Hongkongers’ satisfaction with the police has hit its lowest level since the handover in 1997, a survey by the Public Opinion Program (POP) of the University of Hong Kong shows.
The net satisfaction index for the local police force fell to 29, while the index for the People’s Liberation Army garrison in the city rose to 35, Ming Pao Daily reported Wednesday.
POP director Robert Chung Ting-yiu said the decline in satisfaction with the police was linked to the way they handled the Occupy protests.
Chung called on the police to improve their professionalism in dealing with tensions and to care more for society.
He said he hopes the police will not draw too close to political forces or use unorthodox ways to deal with social problems. Political problems should be solved through politics, Chung said.
The survey was conducted in mid-November, about six weeks after the Occupy protests were launched.
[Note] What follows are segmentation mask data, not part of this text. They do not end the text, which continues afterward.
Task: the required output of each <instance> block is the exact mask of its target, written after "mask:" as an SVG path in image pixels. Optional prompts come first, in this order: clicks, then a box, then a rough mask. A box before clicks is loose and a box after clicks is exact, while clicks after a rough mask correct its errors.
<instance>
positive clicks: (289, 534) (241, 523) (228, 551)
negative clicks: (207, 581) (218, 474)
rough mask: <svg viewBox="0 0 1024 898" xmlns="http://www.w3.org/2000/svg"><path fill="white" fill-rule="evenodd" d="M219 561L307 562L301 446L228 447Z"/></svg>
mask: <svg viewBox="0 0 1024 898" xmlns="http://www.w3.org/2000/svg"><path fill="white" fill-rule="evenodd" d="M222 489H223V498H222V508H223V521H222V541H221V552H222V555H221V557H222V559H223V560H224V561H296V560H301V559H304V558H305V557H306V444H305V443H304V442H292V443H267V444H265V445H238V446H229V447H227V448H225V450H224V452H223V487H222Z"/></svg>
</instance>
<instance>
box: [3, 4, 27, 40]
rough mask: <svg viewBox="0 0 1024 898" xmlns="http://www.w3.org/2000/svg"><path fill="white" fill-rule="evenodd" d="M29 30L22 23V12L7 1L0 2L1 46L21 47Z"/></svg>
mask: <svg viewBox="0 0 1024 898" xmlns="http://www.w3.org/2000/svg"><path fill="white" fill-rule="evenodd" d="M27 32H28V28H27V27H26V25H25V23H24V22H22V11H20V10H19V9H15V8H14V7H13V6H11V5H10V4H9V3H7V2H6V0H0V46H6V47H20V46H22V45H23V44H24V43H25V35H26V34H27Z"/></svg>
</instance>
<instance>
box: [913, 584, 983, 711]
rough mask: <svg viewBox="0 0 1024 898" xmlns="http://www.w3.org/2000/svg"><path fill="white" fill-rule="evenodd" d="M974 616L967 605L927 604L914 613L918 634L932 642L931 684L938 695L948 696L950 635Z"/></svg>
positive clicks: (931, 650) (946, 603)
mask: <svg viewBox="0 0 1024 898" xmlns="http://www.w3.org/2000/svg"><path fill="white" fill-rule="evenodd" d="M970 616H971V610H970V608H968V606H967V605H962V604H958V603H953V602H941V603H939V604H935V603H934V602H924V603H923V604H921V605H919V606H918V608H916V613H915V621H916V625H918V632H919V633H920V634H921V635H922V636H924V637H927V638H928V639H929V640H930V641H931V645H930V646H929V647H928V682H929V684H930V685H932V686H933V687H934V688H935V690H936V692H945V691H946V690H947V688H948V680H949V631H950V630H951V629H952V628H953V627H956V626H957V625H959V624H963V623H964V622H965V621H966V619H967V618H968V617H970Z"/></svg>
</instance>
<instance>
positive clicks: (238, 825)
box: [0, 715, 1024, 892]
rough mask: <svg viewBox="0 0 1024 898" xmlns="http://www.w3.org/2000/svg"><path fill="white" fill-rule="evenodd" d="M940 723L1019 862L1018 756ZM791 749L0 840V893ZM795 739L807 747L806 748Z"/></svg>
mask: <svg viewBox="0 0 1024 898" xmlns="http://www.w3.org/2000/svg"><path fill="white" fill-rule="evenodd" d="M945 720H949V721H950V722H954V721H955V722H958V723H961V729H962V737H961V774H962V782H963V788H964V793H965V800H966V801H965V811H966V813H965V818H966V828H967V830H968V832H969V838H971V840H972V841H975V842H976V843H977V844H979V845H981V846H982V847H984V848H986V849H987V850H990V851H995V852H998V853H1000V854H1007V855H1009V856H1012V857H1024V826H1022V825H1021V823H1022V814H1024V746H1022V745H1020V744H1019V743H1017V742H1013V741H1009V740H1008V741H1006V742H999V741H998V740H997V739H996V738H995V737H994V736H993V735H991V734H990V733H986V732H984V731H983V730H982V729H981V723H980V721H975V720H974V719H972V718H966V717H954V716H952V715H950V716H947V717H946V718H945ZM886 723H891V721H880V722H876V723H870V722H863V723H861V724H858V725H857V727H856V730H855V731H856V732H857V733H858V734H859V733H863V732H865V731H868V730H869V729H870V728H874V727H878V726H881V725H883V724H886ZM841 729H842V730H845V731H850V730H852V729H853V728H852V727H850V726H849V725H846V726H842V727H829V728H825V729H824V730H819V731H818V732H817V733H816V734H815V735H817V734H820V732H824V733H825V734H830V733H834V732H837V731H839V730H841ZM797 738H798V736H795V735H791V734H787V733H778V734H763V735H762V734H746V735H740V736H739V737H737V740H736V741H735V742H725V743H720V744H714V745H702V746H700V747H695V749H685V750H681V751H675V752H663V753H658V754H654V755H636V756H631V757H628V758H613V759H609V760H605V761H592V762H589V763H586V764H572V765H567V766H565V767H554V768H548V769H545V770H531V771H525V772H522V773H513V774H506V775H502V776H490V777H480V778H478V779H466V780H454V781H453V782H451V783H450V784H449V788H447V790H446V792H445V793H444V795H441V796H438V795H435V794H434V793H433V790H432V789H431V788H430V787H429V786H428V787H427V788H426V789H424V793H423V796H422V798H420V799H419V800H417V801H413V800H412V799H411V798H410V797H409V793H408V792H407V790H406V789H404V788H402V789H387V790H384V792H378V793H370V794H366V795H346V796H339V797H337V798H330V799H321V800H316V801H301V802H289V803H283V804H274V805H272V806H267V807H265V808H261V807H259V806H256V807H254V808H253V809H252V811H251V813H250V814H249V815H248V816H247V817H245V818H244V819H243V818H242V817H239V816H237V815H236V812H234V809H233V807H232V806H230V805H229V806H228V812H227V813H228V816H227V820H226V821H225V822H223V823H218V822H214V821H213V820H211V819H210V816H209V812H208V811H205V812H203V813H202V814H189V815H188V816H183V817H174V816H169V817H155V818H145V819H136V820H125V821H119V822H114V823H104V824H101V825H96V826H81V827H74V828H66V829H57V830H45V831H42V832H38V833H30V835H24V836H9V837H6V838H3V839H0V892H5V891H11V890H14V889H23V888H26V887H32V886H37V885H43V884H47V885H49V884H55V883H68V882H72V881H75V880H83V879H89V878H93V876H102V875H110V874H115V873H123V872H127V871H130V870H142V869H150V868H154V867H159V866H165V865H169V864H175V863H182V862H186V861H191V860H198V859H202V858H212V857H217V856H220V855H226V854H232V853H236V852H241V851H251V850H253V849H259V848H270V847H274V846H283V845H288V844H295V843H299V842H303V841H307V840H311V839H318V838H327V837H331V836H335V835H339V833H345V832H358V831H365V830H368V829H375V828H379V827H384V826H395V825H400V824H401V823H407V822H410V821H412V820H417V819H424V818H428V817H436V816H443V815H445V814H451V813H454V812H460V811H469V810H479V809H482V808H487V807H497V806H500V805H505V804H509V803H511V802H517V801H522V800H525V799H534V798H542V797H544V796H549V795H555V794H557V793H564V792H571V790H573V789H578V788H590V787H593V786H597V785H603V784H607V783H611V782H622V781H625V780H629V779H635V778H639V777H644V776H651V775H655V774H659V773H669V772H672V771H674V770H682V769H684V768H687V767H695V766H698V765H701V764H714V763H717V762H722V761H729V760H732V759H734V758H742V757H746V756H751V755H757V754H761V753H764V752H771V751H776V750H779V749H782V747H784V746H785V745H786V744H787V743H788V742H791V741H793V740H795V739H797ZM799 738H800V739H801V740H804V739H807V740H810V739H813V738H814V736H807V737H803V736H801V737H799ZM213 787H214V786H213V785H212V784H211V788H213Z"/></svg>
Senior Superintendent Kong Man-keung of the police public relations branch was quoted by Ming Pao as saying the police agree the survey results were affected by individual issues and will respect the findings and take them as a reference.
However, Kong said, the police have received a lot of letters from the public voicing support for their actions.
The POP survey shows that the popularity and net satisfaction ratings of most of the city’s other disciplined services have risen since June.
The Fire Services Department remains the most highly regarded disciplined service, with a satisfaction index of 93.
Satisfaction levels with the Customs and Excise Department, the Immigration Department and the Correctional Services Department range from 60 to 76.